Z przeszkodami
Wczoraj był ciężki dzień. Dosłownie i w przenośni. Dziś też się ciężko wstawało. Rzut oka za okno i nie pada. Hmmm. Późno, prawie szósta, ale co tam... ostatnio prawie nocowałem w pracy więc mogę chyba też chwilę później przyjechać rano.
Ubieram się i... coś się przednie koło słabo kręci. Coś nie jest mi dane wyjechać. Szybka (jak na mnie) korekta hamulców i jest lepiej. Jadę. Późno więc asfalt.
W Stolarzowicach na skrzyżowaniu przeskakuje mi łańcuch i spada. Odpychając się nogami zjeżdżam na pobocze, zakładam go na swoje miejsce i jadę dalej.
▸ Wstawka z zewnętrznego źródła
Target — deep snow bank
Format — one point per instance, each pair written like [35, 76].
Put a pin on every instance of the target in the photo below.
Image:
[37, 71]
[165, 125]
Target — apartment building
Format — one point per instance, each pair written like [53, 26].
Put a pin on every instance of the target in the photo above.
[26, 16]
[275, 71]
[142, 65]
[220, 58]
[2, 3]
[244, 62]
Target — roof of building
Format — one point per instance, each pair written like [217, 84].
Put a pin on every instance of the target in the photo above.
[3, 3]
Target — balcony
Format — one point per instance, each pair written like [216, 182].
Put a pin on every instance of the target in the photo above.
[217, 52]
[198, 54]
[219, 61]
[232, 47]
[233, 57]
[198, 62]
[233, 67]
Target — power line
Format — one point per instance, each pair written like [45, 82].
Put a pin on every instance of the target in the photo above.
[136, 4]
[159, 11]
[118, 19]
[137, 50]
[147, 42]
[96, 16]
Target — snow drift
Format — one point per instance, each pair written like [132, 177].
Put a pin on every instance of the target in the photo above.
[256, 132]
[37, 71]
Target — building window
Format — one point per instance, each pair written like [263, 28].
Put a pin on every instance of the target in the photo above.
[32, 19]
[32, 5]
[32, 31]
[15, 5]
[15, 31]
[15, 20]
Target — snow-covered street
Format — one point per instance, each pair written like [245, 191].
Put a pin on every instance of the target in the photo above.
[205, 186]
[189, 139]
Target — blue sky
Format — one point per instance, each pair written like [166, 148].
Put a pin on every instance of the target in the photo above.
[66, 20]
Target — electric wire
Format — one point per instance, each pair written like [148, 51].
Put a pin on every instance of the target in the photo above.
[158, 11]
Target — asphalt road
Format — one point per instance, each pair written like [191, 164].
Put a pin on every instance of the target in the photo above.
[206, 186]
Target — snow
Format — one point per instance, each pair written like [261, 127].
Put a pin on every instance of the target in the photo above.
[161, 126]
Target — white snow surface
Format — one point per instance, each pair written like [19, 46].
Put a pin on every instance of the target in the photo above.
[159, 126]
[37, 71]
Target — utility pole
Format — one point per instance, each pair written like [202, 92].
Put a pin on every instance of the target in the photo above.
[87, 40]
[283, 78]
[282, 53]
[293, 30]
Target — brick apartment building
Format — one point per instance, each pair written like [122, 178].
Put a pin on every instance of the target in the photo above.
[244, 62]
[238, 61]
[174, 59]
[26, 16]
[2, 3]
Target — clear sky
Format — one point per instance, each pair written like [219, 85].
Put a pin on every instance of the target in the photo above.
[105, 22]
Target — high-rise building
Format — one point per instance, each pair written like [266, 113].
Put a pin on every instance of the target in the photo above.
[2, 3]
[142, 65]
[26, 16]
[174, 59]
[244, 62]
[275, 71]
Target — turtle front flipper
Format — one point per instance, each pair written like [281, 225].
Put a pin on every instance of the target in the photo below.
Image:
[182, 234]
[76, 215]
Na skrzyżowaniu z DK78 ostry start i znów przeskok łańcucha. Uderzam z całej siły kolanem w ramę. Boli. Chyba pora wracać. Nie, spróbuję kawałek pojechać, jak będzie bolało to zawrócę. Jakoś się udaje.
Pochmurno. Mgliście.
Ponuro ale trzeba do przodu...© djk71
Mży. Nic nie widzę. Okulary lądują w kieszeni.
W Reptach chwila przerwy przy kościele św. Mikołaja.
We mgle© djk71
Łańcuch dalej przeskakuje więc jak tu uciekać przed burkami? Tym razem się udało.
Dom. Wnosząc rower po schodach czuję kolano ale skończy się chyba tylko na siniaku.